Il avait repris ma phrase. Automatiquement cela me donna confiance en son jugement. Je filai à toutes jambes jusqu’à ma voiture et démarrai en trombe. Mais je ne pus m’empêcher de jeter un œil dans le rétroviseur. A l’intérieur du petit cadre, je vis distinctement les flics emmener Mounir. En peu de temps, ils repassèrent sous le tunnel et je les perdis de vue.
Tout à coup, un flash et une détonation. Ca venait de derrière. Je pensai alors à Mounir… Avait-il essayé de fuir ? Les flics lui avaient-ils tiré dessus ?
Je me dis « merde ». Je freinai brutalement, à en laisser des traces de gomme sur la chaussée. J’entamai une manœuvre de demi-tour. Alors que je braquais, une voiture arriva en face. Elle pila net. Le conducteur sortit et vociféra. Indifférent à ses insultes, je continuai ma route vers le tunnel…
Arpentant le boyau de béton, je cherchai désespérément Mounir et les trois flics. Je roulais lentement, scrutant chaque recoin. Encore quelques mètres, et la lumière du jour annoncerait la sortie du tunnel. Rien. Personne. C’était comme s’ils avaient tous disparu.
Je trouvai encore à me garer comme un sagouin. Je retournai dans le tunnel.
— Mounir ! criai-je. Parle-moi ! Fais pas le con !
Si les policiers l’avaient blessé, je me serais fait une joie de les faire sanctionner. On ne tire quand même pas sur un gars pour quelques grammes de cannabis !
— Montrez-vous bande de lâches ! hurlai-je.
Ma voix résonnait entre les parois. L’écho rebondissait sur les murs. J’avais l’impression d’être seul dans une grotte hostile. Au fur et à mesure de ma marche, j’admirai les dessins laissés par les taggers, œuvres mal connues et mal aimées.

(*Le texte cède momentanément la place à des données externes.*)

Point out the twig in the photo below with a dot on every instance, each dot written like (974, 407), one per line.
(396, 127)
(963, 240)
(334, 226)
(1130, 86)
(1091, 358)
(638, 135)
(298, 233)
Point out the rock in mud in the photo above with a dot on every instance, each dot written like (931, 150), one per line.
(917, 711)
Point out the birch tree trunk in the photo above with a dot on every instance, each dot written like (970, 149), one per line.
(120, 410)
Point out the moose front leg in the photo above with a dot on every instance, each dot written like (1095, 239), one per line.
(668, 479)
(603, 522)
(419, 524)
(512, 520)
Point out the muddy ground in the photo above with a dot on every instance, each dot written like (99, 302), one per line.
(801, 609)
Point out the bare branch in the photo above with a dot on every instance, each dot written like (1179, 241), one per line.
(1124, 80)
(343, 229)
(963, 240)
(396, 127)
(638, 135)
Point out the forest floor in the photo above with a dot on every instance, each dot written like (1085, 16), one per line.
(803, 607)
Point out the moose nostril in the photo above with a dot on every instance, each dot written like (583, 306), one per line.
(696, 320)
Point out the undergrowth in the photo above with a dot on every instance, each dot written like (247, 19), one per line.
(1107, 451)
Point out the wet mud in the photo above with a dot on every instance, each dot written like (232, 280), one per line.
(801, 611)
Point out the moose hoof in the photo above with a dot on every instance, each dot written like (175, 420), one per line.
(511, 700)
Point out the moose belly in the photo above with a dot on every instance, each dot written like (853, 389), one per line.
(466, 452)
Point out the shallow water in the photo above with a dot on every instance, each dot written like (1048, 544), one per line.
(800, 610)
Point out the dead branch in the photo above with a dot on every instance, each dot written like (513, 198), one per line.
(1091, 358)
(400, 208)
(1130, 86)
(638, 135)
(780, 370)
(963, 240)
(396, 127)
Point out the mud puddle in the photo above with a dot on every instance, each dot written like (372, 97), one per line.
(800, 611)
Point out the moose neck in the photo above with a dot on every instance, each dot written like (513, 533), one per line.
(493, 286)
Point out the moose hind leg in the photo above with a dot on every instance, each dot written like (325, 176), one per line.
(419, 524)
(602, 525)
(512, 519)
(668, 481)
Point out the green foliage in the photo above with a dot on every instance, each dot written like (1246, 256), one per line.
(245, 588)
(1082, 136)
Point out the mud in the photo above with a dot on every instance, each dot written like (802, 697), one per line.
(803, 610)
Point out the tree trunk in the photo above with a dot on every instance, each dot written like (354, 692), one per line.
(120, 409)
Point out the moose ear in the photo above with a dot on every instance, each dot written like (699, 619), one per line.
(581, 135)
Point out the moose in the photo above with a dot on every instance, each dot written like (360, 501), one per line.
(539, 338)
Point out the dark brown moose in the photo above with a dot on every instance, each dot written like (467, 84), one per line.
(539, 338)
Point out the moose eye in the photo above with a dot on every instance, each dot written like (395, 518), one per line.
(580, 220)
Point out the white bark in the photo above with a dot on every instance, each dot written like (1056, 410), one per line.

Puis, j’arrivai devant celle qu’on venait de réaliser. La plage, la mer... Je m’attardai devant les détails. Mounir avait des doigts d’orfèvres. L’écume, les légers remous de l’eau étaient fins comme des ciselures. Sur le sable, l’ombre portée par le parasol me paraissait plus vraie que nature. C’est alors que je remarquai quelque chose d’étrange. Un personnage, debout sur la plage, paraissait regarder l’horizon. Son visage, réchauffé par le soleil, semblait empreint de plénitude.
Ce personnage… Ni moi, ni Mounir, ne l’avions fait. Il était apparu, je ne sais comment. En m’approchant du graffiti, j’eus alors un sursaut. Vous me croirez ou pas, mais le visage ressemblait trait pour trait à celui de Mounir !
Je regardai par terre. Les flics et Mounir avaient marché sur la peinture fraîche. Mais curieusement les empreintes de pas s’arrêtaient au niveau du tag.
Alors je pris du recul pour voir la scène dans son ensemble. Je trouvai qu’il lui manquait quelque chose. A l’aide d’une bombe qui traînait à terre, je lui rajoutai donc un détail.
— Adieu Moon. Je suis content que tu y aies cru.
Je fus satisfait en voyant le résultat. Je lui avais dessiné un voilier.